Vorzeitige Todesfälle durch schlechte Luft – Warum die Zahlen Unsinn sind

Von Axel Bach

  • Die Belastung der Luft mit Stickoxiden soll in Deutschland für 13.000 vorzeitige Todesfälle im Jahr 2014 verantwortlich gewesen sein.
  • Die Formel, die zur Berechnung dieser Anzahl der vorzeitigen Todesfälle verwendet wird, ist jedoch falsch.
  • Stattdessen sollten die Wissenschaftler die Anzahl der verlorenen Lebensjahre berechnen.

Feinstaub und Stickoxide gelten als die neuen Killer. Sie machen einen großen Teil der Luftverschmutzung aus. Die Europäische Umweltagentur spricht von 399.000 vorzeitigen Todesfällen in der EU aufgrund der Feinstaubbelastung. In Deutschland sollen es im Jahr 2014 – allein wegen der Stickoxidbelastung – knapp 13.000 vorzeitige Todesfälle gewesen sein. Und selbst die Auswirkungen des VW-Dieselskandals lassen sich, einigen Wissenschaftlern zufolge, mit 500 vorzeitigen Todesfällen beziffern.

Fest steht: Schlechte Luft ist schlecht für die Gesundheit

Umweltorganisationen und Medien greifen die Zahlen gerne auf. Grundlage für solche Horrorzahlen sind oftmals wissenschaftliche Studien oder Berichte von Weltgesundheitsorganisation und Europäischer Umweltagentur. Quellen also, die durchaus seriös sind. Und an der grundsätzlichen Aussage all dieser Studien, dass es nämlich einen recht eindeutigen Zusammenhang zwischen Luftqualität und gesundheitlichen Risiken gibt, besteht kaum Unstimmigkeit.

"Vorzeitige Todesfälle" als Maßeinheit sind Quatsch

Schaut man aber etwas näher hin, kommen einem doch Zweifel, ob die Anzahl der vorzeitigen Todesfälle wirklich eine sinnvolle Angabe ist. Da ist erstmal eine geradezu verstörend banale Definition dieser "Maßeinheit". Die Europäische Umweltagentur schreibt in ihrem Bericht: "Vorzeitige Todesfälle sind Todesfälle, die auftreten, bevor eine Person ein erwartetes Alter erreicht." Nach dieser Definition gilt es bereits als ein vorzeitiger Todesfall, wenn ein Mensch auch nur wenige Sekunden vor seinem "natürlichen Tod" stirbt.

Berechnungsformel ist falsch

Doch es kommt noch ein ganz anderes Problem hinzu: "Die Formel, die bis heute zur Berechnung der Anzahl der vorzeitigen Todesfälle verwendet wird, ist schlichtweg falsch", sagt der Mathematiker und Epidemiologe Dr. Peter Morfeld dem WDR. Konkret: Die wahre Anzahl könnte geringer – aber auch deutlich höher sein; nämlich bis zu 100 Prozent der jeweiligen Todesfälle eines Jahres.

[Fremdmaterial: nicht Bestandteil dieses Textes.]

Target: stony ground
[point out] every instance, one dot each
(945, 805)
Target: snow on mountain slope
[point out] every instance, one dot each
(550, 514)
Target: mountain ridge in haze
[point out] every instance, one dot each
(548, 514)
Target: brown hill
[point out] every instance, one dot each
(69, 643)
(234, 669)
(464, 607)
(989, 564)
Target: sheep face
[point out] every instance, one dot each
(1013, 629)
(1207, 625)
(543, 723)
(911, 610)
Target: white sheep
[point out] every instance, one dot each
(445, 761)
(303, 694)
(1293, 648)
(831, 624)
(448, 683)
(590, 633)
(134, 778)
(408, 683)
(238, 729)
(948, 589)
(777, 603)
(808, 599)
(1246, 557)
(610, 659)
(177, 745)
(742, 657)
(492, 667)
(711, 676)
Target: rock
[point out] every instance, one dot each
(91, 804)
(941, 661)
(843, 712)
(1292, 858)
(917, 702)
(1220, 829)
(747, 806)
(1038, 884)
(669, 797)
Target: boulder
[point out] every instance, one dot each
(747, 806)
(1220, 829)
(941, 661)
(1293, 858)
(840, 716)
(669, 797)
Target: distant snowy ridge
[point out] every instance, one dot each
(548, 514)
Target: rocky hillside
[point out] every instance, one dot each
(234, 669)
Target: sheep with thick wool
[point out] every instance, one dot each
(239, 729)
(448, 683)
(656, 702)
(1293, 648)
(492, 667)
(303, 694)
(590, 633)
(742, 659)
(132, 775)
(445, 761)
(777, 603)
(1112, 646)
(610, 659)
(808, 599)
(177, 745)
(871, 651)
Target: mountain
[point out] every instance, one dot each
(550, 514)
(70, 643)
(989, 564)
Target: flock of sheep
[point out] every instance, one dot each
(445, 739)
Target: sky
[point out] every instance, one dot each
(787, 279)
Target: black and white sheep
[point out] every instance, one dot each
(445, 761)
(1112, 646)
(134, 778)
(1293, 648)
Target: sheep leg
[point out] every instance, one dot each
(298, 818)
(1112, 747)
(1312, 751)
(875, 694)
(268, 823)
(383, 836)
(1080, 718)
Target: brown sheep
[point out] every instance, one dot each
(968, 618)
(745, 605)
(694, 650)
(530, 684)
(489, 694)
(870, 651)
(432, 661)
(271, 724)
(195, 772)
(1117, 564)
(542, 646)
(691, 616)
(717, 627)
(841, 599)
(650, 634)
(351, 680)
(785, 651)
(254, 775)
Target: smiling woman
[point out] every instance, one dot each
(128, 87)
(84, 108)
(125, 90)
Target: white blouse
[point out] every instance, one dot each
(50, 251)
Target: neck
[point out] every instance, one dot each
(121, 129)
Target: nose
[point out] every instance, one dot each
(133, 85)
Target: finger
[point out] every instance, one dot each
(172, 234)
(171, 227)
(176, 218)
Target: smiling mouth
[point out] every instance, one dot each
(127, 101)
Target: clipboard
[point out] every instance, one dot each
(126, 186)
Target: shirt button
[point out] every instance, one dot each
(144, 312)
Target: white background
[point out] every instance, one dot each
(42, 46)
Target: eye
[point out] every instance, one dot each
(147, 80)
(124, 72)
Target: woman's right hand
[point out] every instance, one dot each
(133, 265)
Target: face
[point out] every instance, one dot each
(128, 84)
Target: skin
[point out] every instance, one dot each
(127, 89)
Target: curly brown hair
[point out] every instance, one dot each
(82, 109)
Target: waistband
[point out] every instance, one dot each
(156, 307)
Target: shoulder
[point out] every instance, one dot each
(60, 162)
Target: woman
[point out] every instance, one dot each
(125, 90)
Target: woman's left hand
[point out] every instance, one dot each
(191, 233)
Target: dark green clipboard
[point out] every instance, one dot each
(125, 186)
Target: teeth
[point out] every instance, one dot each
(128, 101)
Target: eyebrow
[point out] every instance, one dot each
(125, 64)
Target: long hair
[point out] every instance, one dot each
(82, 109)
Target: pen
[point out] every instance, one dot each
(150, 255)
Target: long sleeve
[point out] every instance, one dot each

Warum die Formel genau falsch ist, ist mathematisch relativ kompliziert. Fest steht aber: Mit seiner Kritik an dem bisherigen Berechnungsmodell steht Peter Morfeld längst nicht mehr alleine da. Zusammen mit Kollegen der Universitäten Köln und Bochum, aber auch einem betroffenen Wissenschaftler, der dieses fehlerhafte Rechenmodell für eine Studie in der renommierten Wissenschaftszeitschrift "Nature" verwendet hat, arbeitet er zurzeit an wissenschaftlichen Publikationen, die die Fehler der Rechnung thematisieren. Grundlage sind längst publizierte mathematische Arbeiten zweier anerkannter Methodiker. Morfeld hofft, dass die internationale Veröffentlichung bald durch das besondere Prüfungsverfahren der Fachzeitschriften ("Peer Review") hindurch ist. "Dann sollten auch alle anderen Wissenschaftler diese falschen Zahlen zurücknehmen", hofft Morfeld.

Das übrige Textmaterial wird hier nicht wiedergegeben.